This Computer Vision stuff is taking some time to get comfortable with. Most learning resources seem to expect you to have some background in image processing. Maybe that is typically a reasonable assumption to make on their part, but it’s something I am not particularly familiar with. This has meant spending some time brushing up on the basics.
To this end, after some searching, I found this course on Udacity. The lecture videos were recorded by Dr. Aaron Bobick (then at Georgia Tech). I’ve found Dr. Bobick’s enthusiasm for the subject matter infectious and I would recommend this course to anyone who might be interested in Computer Vision.
In an early lesson you learn about how, for the purposes of Computer Vision, images should be thought of as functions. I didn’t understand what this meant at first, but it seems key to understanding how Computer Vision algorithms work. I’ll try to relay what I’ve learned.

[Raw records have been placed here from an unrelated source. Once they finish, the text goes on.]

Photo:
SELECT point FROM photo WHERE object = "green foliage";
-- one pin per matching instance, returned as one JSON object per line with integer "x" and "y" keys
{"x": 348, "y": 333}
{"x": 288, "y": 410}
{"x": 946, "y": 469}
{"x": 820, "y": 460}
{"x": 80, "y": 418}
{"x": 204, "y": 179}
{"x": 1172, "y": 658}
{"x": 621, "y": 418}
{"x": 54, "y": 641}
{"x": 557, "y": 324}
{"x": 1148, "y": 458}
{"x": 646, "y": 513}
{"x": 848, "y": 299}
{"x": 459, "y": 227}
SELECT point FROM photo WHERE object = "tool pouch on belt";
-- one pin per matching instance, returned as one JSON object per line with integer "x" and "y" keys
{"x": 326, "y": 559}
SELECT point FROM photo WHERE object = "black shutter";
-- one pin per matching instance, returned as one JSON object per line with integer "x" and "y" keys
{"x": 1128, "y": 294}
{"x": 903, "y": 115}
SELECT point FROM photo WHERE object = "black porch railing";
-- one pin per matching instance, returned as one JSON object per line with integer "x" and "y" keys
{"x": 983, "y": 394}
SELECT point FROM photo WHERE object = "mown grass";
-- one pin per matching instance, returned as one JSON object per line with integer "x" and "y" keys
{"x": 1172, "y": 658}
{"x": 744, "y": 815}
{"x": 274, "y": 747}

Here’s a simple image function:
f(x,y) => i
The function takes an x and y coordinate, and returns a value the describes the intensity of the light at that position in the image.
So, this image:
… could also be described like this:
We can see that the places in the image where the light intensity changes quickly will create large peaks and valleys. This allows us to see (and think about) the image in different ways than we typically might at a first glance.

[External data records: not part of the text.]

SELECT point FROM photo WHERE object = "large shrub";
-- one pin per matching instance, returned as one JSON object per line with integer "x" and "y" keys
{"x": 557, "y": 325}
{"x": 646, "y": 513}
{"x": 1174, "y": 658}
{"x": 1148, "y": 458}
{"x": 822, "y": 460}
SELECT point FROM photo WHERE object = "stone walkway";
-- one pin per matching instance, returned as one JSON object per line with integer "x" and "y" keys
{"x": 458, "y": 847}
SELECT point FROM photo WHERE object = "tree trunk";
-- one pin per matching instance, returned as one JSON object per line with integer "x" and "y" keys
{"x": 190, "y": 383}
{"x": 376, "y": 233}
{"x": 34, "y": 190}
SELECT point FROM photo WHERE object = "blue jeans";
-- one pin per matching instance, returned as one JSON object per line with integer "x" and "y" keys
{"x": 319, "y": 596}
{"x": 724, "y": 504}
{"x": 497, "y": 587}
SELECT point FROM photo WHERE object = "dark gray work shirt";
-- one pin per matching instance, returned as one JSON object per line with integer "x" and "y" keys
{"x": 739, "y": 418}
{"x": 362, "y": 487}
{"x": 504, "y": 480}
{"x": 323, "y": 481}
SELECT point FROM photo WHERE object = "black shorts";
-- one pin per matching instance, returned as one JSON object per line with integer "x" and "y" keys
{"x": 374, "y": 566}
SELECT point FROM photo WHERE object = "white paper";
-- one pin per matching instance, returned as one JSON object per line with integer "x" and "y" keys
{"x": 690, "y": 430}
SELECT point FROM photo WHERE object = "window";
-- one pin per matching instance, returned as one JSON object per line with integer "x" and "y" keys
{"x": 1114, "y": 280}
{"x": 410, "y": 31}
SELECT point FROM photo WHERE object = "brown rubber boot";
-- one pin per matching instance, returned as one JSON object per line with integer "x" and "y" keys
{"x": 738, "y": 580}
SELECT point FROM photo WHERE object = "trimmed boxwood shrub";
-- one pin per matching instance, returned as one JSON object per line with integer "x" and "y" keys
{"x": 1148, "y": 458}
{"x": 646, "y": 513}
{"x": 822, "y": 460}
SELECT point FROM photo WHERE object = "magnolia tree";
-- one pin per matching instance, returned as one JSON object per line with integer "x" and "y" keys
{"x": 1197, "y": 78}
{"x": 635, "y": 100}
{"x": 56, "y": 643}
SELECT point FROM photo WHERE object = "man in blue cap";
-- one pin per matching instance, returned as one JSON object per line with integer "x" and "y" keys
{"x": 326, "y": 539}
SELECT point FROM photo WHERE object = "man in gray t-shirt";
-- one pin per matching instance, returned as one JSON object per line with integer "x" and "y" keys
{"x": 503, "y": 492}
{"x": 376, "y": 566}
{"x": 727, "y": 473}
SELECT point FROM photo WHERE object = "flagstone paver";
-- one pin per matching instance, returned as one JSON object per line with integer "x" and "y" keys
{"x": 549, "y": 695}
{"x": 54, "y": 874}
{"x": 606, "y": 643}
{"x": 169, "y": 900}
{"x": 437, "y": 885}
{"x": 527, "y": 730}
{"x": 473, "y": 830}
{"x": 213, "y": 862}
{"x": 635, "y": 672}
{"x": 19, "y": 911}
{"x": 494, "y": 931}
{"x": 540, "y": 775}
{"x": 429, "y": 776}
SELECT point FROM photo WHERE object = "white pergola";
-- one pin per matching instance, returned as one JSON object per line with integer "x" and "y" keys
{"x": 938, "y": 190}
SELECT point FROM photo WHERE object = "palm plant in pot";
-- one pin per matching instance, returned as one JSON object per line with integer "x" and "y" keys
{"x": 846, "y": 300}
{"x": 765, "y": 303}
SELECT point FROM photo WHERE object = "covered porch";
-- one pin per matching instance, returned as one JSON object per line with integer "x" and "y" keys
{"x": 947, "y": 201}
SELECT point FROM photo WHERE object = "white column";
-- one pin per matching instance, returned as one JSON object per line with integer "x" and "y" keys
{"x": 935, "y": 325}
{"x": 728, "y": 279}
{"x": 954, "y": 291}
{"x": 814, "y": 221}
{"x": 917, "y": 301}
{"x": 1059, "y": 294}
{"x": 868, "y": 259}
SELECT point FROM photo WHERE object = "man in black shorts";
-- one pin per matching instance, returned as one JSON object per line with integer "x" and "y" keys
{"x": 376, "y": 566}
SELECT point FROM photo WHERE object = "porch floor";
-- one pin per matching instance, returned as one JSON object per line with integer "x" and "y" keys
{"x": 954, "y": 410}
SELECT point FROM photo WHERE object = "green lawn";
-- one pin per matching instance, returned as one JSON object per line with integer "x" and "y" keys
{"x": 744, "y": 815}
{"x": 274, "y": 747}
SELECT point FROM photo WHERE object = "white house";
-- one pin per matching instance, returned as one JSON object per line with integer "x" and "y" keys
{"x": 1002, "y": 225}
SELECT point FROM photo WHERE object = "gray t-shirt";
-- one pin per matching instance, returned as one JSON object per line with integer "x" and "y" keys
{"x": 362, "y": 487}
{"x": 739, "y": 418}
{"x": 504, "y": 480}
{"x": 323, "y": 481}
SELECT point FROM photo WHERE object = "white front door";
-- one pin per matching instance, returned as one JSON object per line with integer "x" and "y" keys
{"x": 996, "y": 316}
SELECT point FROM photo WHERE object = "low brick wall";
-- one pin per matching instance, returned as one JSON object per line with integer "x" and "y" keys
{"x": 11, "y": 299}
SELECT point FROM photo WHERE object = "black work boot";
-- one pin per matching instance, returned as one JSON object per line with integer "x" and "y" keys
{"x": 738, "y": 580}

Here is a look at a blurred version of the image, and it’s associated 3D topological brightness-intensity map:
The topology map allows us to see just how much smoother the transition between peaks and valleys is. Viewing the blurred image in this way makes it more obvious what effect, mathematically, a blurring algorithm is having on the pixels’ brightness values, and makes imagining the ways we might need to manipulate the image when performing feature detection more intuitive.